Chi si occupa di questo processo, a Modena, è il Gruppo Hera, con il suo impianto, in via Alessandro Cavazza, che tratta le acque reflue della città, di Formigine e anche di alcune frazioni. «L’impianto ha una potenzialità massima di 500.000 abitanti equivalenti, mediamente ripulisce da 30 a 35 milioni di metri cubi d’acqua all’anno, ovvero, in condizioni di assenza di precipitazioni piovose, sono circa 1.000 litri al secondo». Così spiega Maria Cristina Beneventi, responsabile degli impianti di depurazione dell’area Modena del Gruppo Hera. «Le acque reflue, provenienti dalle nostre case, arrivano all’impianto attraverso condotte fognarie sotterranee; qui vengono rimosse le sostanze inquinanti e si restituisce al canale Naviglio acqua depurata». Il percorso inizia con un pretrattamento delle acque: una grigliatura per rimuovere i rifiuti più grossolani (come plastica, carta. Legno, fibre tessili); poi l’acqua subisce un trattamento di disoleatura e dissabbiatura, grazie al quale si eliminano grassi, oli e sabbie.

Il passaggio successivo è la depurazione vera e propria, che avviene per opera di batteri: è un ecosistema biologico. «Questi batteri - dice Maria Cristina Beneventi - che respirano grazie all’ossigeno fornito da membrane presenti sul fondo della vasca, si cibano delle sostanze biodegradabili prodotte dal metabolismo umano (azoto, fosforo e carbonio) , moltiplicandosi in colonie biologiche che, successivamente separate in apposite vasche, restituiscono un’acqua pulita. «La biomassa, viene poi trattata attraverso processi di digestione anaerobica per la produzione di biogas (il cui componente principale è il metano) , utilizzato per produrre energia elettrica».
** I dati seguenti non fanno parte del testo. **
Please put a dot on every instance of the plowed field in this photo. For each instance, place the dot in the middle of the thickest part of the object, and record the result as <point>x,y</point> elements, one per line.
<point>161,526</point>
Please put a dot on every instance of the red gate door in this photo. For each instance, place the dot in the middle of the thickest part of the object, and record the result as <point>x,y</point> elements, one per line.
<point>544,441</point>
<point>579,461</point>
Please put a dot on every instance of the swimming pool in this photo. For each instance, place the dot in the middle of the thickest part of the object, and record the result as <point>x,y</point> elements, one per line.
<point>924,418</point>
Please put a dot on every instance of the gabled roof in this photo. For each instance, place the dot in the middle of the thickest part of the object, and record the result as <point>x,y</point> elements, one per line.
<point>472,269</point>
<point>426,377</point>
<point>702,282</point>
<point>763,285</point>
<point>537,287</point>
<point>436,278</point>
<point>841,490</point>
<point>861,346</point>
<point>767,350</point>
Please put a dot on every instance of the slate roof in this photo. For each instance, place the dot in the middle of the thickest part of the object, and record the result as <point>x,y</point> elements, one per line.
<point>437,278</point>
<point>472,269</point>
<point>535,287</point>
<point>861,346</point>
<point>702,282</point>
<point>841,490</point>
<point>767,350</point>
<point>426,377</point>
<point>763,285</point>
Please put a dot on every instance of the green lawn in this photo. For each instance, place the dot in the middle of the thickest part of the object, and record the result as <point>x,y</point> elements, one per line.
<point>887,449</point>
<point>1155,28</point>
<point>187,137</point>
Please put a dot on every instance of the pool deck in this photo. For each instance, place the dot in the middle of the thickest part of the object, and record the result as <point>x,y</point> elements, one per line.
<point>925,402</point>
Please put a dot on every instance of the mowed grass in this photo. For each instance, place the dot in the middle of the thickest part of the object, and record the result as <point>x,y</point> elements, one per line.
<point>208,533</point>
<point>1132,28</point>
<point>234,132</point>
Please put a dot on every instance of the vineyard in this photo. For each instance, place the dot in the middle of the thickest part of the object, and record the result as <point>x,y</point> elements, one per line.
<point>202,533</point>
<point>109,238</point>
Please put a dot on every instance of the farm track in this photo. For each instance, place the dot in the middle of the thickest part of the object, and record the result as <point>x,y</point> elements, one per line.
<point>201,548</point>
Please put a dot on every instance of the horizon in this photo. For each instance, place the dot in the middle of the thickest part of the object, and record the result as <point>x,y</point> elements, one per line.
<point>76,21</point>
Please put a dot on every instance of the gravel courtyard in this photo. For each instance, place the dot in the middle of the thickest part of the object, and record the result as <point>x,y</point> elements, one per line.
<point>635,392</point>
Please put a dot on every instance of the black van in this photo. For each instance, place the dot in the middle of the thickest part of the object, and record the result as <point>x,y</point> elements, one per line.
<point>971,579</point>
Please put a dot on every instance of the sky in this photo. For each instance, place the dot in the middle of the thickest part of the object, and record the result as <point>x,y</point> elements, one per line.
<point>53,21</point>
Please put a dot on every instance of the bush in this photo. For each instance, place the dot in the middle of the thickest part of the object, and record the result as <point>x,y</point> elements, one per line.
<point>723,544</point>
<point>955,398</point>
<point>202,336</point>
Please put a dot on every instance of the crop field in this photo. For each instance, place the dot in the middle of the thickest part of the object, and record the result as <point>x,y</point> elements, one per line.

Il processo non è ancora finito: ciò che resta del fango viene poi disidratato e inviato ad aziende che lo trattano per il riutilizzo in agronomia. «L’acqua depurata viene usata per scopi tecnologici (lavaggio macchinari e raffreddamento turbine) all’interno dell’area impiantistica di Hera, che ospita anche il termovalorizzatore. Un altro utilizzo oggi sempre più importante, vista la scarsità della risorsa, è il recupero per scopi irrigui, attraverso la rete dei canali utilizzati dagli enti preposti, come i Consorzi di Bonifica. La gestione di impianti diversi nella stessa area ha l’obiettivo di ottimizzare i consumi di energia, ricavando risorse utili da ogni processo».

Nell’impianto si genera, quindi, una sinergia: l’acqua depurata dall’impianto di depurazione viene riutilizzata in parte in agricoltura, come anche i fanghi essiccati usati come terriccio e in parte all’interno della stessa struttura per ripulire e raffreddare i macchinari. Il gas metano, prodotto dalla digestione anaerobica dei fanghi genera energia elettrica, così come il termovalorizzatore che, bruciando gli scarti, produce calore convertito in energia elettrica, successivamente utilizzata per far funzionare l’intero impianto. In questo modo l’impianto di Hera cerca di essere il più sostenibile possibile.